I just returned from Columbia, South Carolina, where I attended the Children’s Literature Association Conference on “Diverging Diversities: Plurality in Children’s and Young Adult Literature.” Our children’s literature faculty, graduate students and former graduate students were not only well represented in terms of numbers, but they also gave excellent presentations.
Anita Moss delivered a paper that she and Boyd Davis co-authored on “Diversity from Trauma and Dementia in Literature for Children and Adolescents.” Daniel Shealy gave a presentation on “Louisa May Alcott’s Lost Wonder Book,” and Paula Connolly read a paper titled “Integrating the New Republic: Representations of Race in Early American Children’s Literature.” Sarah Minslow presented a paper on “Victorian Attitudes Towards Otherness: Exclusion and Diverging Diversities in Edward Lear’s Nonsense,” and I presented on “Dr. Seuss’s Globalism.” Balaka Basu participated on a panel on “Building a Career in Children’s Literature” and was honored during the awards banquet for winning a Children’s Literature Association Faculty Research Grant.

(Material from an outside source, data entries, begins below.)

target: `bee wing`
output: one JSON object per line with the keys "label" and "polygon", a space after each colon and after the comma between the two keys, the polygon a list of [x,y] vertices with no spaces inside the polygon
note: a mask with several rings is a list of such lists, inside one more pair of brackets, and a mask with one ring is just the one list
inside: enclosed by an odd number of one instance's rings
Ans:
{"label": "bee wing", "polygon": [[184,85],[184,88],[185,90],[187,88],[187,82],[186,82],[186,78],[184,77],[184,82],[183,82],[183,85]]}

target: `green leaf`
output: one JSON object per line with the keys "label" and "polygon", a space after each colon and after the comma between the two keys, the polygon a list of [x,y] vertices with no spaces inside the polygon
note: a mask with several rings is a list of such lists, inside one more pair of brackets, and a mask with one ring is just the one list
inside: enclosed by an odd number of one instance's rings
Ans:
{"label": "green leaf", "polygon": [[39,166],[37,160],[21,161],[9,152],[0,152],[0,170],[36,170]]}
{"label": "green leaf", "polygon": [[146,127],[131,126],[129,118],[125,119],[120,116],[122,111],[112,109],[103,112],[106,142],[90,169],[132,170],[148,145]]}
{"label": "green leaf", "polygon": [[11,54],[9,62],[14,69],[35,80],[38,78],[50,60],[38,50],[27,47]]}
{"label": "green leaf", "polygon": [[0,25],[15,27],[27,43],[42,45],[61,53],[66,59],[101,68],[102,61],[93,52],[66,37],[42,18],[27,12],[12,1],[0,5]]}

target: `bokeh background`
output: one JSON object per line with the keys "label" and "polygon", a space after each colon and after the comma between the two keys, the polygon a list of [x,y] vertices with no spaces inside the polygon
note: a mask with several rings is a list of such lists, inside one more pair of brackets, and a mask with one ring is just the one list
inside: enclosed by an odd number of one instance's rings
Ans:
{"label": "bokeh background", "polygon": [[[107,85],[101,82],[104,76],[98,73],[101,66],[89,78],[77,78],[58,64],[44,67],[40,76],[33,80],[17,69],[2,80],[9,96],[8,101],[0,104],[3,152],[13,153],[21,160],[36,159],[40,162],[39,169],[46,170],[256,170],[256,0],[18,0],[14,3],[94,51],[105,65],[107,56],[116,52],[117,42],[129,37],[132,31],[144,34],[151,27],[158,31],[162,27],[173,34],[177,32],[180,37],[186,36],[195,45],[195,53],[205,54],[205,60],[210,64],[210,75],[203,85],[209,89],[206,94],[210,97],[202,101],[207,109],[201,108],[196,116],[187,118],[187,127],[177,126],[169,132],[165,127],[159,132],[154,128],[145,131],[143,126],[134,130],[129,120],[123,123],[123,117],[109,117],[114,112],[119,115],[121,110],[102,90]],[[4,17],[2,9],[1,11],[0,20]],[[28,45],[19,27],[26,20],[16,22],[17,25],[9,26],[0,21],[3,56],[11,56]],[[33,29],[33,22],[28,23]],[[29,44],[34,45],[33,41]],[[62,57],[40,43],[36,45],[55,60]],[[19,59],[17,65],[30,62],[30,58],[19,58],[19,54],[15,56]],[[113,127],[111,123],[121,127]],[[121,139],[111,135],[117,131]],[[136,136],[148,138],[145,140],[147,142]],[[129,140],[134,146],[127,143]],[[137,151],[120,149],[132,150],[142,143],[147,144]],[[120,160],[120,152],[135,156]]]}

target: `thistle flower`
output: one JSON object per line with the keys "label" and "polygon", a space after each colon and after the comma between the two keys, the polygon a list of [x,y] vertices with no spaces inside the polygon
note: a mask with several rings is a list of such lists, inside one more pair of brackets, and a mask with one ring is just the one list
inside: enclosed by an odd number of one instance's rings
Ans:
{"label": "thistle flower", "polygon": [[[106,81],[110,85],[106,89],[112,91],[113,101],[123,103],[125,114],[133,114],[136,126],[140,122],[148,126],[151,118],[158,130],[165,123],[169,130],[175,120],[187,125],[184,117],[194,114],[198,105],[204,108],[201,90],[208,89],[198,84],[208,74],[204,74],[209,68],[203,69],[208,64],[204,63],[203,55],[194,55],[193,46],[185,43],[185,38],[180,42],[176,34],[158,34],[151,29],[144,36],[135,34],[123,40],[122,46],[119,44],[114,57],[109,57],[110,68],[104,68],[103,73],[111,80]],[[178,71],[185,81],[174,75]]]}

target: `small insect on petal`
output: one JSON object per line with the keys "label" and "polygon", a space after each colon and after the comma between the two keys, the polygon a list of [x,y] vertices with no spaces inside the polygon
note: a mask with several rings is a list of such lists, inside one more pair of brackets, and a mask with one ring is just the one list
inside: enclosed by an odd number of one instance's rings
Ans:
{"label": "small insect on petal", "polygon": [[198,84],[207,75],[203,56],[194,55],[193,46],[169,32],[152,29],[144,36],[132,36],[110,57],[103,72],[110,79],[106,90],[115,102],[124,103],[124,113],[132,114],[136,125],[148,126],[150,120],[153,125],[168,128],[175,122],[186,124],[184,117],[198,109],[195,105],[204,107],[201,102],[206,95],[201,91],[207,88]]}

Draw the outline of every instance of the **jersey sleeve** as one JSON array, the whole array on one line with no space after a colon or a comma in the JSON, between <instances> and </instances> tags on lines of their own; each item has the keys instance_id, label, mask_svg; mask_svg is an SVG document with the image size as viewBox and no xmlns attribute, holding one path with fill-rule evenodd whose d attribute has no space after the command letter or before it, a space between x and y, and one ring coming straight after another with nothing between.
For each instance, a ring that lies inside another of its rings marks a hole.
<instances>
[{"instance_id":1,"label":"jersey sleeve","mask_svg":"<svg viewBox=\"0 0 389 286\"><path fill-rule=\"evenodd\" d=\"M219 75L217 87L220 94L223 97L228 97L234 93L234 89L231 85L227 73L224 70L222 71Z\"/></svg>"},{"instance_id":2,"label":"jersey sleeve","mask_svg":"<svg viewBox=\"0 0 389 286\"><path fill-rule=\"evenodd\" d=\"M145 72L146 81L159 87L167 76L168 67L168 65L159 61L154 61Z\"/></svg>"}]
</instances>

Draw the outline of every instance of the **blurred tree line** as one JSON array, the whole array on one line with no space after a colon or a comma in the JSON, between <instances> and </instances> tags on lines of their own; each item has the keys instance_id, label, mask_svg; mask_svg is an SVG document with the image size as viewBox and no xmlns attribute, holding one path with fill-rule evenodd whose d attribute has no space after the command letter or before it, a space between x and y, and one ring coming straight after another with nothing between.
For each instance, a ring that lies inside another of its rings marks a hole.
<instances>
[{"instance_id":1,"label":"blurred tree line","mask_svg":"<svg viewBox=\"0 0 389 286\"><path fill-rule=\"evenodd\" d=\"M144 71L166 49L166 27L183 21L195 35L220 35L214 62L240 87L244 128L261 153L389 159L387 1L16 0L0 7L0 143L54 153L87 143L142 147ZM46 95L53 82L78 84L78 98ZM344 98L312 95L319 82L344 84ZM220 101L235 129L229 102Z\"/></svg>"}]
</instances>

Several of our graduate students and former graduate students presented papers. Brook Blaylock delivered a paper on “Exploring the Ghost of Voodoo Haunting: The Narrative Construction of Nick Lake’s In Darkness.” Julia Morris presented a paper titled “Inequality of Education and Its Damage to Women and Children in Tsitsi Dangarembga’s Nervous Conditions.” Traci Cruey, who just graduated from our MA program in May, read a paper on “The Girl in the Tower: The Patriarchal Worlds of Disney’s Tangled and Naploi’s Zel.” Finally, Joanne Rohan, who graduated from our MA program a few years ago, presented a paper titled “Soupy Grits and Turnip Greens: Negotiating Culture and Gaining Acceptance at the Southern Table in Dori Sanders’ Clover.”
Kudos— As you know, I like to use my Monday Missives to share news about recent accomplishments by members of our department. Here is the latest news:
Aimee Parkison recently returned from Athens, Greece, where she taught a course on flash fiction at the International Creative Writing Summer School, which is affiliated with Kingston University.
Alan Rauch’s Dolphin recently received a glowing review from the Times Literary Supplement.
Upcoming Events and Deadlines— Here are some dates to keep in mind:
July 1 — The first day of class for the second summer term is July 1.
July 2 — The last day to add or drop a class for the second summer term is July 2.
Quirky Quiz Question — This year’s Children’s Literature Association Conference took place very near the campus of the University of South Carolina. Among the members of the English Department, who graduated from the University of South Carolina? There is more than one correct response.